With the exception of the fall, when Mitch referees soccer games, the husband and wife try to donate every 56 days, the minimum medically required time period between blood donations. They even make the visit to the blood center into a date night, before they get dinner.

"It's not a fancy dinner," Mitch Balaban said. "It's just a night out in the middle of the week."

But they'll have to find a new date night. They, and other regular blood donors at the Kanawha City facility, were disappointed to hear that the donor center will close at the end of the year.

"We look forward to coming and doing this as much as we can when life doesn't get in the way," Roberta Balaban said.

But they intend to keep donating blood elsewhere.

"We'll go to blood drives," Roberta Balaban said. "I'd rather not do that but I've done that before."

Officials with the American Red Cross Blood Services Division said the decision to close the center at 4501 MacCorkle Ave. S.E. in Charleston was made to save money and increase efficiency.

"The American Red Cross, like so many organizations across the country, is facing difficult business decisions that will allow us to continue operating and serve the American people in the best possible way," American Red Cross Blood Services spokeswoman Cheryl Gergely said in a prepared statement. "We regularly evaluate our operations to determine how best to use our resources to maintain an efficient blood collections operation."

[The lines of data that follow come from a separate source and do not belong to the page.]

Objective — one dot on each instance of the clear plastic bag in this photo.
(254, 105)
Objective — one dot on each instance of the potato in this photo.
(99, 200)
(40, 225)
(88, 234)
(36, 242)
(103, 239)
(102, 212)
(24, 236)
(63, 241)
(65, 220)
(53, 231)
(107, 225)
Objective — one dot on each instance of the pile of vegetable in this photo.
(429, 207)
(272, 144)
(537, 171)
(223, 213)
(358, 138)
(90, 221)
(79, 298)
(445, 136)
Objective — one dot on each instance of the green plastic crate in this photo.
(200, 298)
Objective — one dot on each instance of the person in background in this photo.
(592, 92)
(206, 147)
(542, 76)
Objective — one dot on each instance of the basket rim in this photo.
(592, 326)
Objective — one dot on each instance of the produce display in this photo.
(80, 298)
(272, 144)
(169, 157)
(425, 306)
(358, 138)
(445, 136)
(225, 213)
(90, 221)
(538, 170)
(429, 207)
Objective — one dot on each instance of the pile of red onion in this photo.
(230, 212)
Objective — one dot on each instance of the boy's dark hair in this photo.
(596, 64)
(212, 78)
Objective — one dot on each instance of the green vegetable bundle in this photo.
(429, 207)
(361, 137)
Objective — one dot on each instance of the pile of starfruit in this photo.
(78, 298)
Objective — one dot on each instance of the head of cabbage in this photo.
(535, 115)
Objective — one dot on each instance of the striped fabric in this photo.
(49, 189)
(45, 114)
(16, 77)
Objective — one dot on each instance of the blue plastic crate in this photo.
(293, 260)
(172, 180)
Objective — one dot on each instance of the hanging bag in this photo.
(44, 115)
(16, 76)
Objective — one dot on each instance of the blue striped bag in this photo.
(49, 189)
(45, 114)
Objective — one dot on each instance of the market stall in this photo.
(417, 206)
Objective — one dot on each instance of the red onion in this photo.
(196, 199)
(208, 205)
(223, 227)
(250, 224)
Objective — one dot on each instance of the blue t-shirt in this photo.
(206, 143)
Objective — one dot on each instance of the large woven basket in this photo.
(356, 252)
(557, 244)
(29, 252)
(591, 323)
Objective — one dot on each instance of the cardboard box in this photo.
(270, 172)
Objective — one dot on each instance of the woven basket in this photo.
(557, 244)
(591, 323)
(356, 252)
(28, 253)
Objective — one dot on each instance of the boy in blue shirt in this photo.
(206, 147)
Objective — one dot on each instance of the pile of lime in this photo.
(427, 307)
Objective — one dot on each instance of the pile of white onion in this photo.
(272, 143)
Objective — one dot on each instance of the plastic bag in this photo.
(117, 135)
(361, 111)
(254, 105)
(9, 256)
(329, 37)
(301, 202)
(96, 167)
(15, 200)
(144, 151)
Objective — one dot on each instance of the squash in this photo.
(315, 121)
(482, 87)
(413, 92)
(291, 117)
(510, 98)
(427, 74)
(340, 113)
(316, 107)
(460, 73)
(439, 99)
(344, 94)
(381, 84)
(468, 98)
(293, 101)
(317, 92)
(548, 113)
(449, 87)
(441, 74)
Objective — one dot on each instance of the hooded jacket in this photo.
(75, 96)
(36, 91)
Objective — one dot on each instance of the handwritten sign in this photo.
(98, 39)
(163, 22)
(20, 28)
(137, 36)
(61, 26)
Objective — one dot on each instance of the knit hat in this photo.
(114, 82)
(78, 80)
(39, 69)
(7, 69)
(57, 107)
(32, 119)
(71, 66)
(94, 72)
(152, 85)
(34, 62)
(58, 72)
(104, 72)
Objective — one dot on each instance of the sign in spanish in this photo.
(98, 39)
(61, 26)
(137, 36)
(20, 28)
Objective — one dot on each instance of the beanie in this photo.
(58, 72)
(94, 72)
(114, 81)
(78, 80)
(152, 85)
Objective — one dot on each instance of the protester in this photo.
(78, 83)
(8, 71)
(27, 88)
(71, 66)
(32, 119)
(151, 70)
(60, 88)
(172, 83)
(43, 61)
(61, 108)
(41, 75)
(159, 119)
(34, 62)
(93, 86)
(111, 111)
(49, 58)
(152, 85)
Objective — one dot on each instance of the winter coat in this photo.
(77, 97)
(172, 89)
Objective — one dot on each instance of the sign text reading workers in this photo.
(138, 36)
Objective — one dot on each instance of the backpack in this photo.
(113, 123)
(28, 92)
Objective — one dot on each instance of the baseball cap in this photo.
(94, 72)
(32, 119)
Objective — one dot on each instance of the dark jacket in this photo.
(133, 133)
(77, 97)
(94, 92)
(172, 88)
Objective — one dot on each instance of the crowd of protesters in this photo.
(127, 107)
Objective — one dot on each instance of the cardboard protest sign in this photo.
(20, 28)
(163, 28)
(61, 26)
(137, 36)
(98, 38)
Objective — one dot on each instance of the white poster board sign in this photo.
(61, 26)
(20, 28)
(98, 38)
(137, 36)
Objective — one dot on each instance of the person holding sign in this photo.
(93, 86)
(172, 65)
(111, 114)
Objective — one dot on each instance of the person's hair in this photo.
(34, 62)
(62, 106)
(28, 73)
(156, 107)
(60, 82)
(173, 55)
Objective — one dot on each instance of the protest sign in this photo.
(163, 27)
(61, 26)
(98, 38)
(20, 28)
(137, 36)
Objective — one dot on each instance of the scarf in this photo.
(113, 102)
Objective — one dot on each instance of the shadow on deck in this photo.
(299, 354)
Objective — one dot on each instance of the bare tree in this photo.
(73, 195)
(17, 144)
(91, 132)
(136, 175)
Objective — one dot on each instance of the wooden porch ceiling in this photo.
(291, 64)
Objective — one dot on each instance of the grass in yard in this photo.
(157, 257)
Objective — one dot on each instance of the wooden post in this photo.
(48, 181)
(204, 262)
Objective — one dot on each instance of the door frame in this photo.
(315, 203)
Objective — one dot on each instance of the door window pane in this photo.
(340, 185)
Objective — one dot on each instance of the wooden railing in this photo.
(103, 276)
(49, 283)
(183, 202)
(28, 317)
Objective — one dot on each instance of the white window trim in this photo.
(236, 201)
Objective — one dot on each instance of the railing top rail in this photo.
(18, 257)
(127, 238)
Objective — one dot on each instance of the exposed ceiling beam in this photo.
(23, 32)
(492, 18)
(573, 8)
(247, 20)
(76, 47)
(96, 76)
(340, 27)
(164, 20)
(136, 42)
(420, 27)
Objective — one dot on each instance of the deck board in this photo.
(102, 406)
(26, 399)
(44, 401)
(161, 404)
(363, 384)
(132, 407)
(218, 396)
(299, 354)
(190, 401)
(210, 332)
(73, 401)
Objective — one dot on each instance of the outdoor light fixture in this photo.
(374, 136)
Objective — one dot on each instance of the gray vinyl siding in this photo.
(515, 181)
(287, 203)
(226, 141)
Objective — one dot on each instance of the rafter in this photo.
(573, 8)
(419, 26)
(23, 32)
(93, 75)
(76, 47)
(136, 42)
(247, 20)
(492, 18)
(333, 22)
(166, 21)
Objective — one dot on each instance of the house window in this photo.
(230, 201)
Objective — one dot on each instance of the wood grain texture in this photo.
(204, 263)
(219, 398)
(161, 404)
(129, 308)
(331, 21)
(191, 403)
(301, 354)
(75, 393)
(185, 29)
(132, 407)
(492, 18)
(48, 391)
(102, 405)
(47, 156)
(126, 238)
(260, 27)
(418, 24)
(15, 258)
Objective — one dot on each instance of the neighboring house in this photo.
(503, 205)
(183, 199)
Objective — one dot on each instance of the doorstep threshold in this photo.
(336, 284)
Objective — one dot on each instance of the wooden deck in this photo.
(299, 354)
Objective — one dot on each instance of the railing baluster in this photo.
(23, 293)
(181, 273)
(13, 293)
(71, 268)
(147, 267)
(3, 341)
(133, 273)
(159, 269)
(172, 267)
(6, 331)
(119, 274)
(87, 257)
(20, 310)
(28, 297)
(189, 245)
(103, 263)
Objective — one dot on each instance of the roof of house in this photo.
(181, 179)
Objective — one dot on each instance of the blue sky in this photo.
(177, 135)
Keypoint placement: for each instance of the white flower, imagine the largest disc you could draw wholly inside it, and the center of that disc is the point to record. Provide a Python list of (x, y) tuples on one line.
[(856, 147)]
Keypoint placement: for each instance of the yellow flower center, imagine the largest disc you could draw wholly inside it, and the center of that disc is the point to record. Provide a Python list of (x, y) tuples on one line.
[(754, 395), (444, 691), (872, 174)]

Because "mobile" employees from the Red Cross's Huntington and Parkersburg offices staff the Charleston center, no employees will lose their jobs as a direct result of the closure, Gergely said.

The Red Cross did, however, lay off 45 employees across the Greater Alleghenies Blood Services Region, which serves 100 counties in parts of Kentucky, Maryland, Ohio, Pennsylvania, Virginia and West Virginia.

Gergely did not say how many of those employees were from West Virginia.

"We don't have that number broken down by state," she said in an email. "It is a regional number, in our case the Greater Alleghenies Blood Services Region. Since we collect blood in parts of six states our employees work throughout the states in our region."